The specific variables of interest for this study were trunk rotation at FC, MER, and BR; total range of trunk rotation; and maximum rotational velocity of the trunk. The outcomes of interest were ball velocity and elbow varus moment. The associations between the variables of interest and the outcomes of interest were determined. To determine the association, a random intercept mixed-effects regression model was used.
- At FC, trunk rotation was -83° (externally rotated away from home plate).
- At MER, trunk rotation was 12° past square to home plate (internally rotated).
- At BR, trunk rotation was 23° past square to home plate (internally rotated).
- At MIR, trunk rotation was 29° past square to home plate (internally rotated).
- The average maximum rotational velocity of the trunk was 979 deg/s and occurred about 2/3 of the way between FC and MER.
- At BR, trunk rotation angle was associated with elbow varus moment (P = .019) and ball velocity (P = .016).
- The maximum trunk rotational velocity was positively associated with ball velocity (P < 0.001) and elbow varus moment (P < 001).
- No cause-and-effective relationship can be established based on study design.
- Extrapolating these results to youth or professional-level pitchers may not be appropriate.
Based on these results, for every 10° increase above the average trunk rotation angle at BR, ball velocity increases by 0.6 m/s and the internal elbow varus moment increases by 2.5 N•m . This suggests greater internal trunk rotation at ball release is associated with a 1.9% increase in ball velocity along with a 3.2% increase in elbow varus moment. These findings are consistent with previous research showing ball velocity as possibly the most important contributor to elbow stress during baseball pitching.

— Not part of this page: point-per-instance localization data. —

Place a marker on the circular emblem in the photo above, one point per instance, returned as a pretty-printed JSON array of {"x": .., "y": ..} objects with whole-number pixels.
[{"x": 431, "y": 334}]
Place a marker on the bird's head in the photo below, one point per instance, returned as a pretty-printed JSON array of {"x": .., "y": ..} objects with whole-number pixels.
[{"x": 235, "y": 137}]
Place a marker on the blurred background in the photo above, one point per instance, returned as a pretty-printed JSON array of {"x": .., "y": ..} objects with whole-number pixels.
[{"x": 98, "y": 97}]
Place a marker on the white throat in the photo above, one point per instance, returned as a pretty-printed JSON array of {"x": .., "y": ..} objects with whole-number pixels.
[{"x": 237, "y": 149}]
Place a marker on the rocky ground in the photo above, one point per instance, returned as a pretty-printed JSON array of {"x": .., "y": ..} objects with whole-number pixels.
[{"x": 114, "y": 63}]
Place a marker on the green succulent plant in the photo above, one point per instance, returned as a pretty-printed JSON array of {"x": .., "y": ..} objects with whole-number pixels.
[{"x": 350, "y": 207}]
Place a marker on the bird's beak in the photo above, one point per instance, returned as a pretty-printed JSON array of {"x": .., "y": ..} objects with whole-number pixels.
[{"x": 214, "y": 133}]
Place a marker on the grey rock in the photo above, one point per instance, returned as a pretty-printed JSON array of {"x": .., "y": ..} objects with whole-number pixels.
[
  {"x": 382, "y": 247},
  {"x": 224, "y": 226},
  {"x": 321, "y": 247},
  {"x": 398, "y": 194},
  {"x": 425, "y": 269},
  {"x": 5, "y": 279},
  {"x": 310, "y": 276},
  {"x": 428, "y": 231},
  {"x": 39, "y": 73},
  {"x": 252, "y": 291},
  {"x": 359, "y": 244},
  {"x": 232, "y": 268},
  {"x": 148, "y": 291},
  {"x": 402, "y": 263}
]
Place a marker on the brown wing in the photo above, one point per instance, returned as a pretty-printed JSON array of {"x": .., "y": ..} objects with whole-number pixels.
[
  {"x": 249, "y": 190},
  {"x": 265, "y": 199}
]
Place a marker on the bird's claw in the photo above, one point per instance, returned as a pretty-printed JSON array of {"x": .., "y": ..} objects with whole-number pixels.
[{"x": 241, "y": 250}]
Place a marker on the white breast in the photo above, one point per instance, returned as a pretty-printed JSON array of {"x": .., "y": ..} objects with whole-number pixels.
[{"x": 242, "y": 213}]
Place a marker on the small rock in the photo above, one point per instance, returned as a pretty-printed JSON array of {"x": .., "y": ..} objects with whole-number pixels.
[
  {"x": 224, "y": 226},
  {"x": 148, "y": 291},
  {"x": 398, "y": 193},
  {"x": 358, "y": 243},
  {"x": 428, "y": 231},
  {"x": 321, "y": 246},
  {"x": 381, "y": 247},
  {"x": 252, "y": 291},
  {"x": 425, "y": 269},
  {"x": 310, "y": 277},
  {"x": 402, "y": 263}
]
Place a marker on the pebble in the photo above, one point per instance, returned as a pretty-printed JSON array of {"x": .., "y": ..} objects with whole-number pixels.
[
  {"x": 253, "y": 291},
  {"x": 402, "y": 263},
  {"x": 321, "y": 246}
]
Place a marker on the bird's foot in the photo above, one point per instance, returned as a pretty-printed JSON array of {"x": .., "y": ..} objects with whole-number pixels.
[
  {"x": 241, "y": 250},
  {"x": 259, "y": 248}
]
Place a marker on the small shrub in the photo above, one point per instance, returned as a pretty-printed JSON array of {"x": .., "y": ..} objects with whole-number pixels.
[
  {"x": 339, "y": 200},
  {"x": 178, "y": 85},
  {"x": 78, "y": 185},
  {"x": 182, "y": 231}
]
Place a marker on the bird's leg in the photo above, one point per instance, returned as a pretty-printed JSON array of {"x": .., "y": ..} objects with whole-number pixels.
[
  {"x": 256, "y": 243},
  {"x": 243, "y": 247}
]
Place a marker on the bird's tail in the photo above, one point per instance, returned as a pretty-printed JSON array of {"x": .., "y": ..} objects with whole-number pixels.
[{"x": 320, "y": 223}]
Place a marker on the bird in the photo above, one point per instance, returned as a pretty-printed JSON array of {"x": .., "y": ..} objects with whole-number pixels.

Faster trunk rotational velocities also contributes to faster ball velocities. This may also contribute to increased elbow stress. For every 100 deg/s increase in rotational velocity between FC and MER, a 0.70 m/s increase in ball velocity can be expected. This would also correspond with a 2.9 N•m increase in elbow varus moment. The authors theorize that greater trunk rotational velocity requires improved core function to maintain upright trunk positioning during FC to BR. Further research is needed to confirm this claim.
Even though no cause-and-effect relationship can be established from this study, the findings do support the importance of trunk function for performance enhancement and reducing injury risk. Rehabilitation and performance enhancement programs should include trunk strengthening and motor control exercises. Strengthening and motor control exercises should be prescribed to complement traditional rotational power exercises such as medicine ball throws. Training only trunk power and velocity may predispose the pitcher to injury.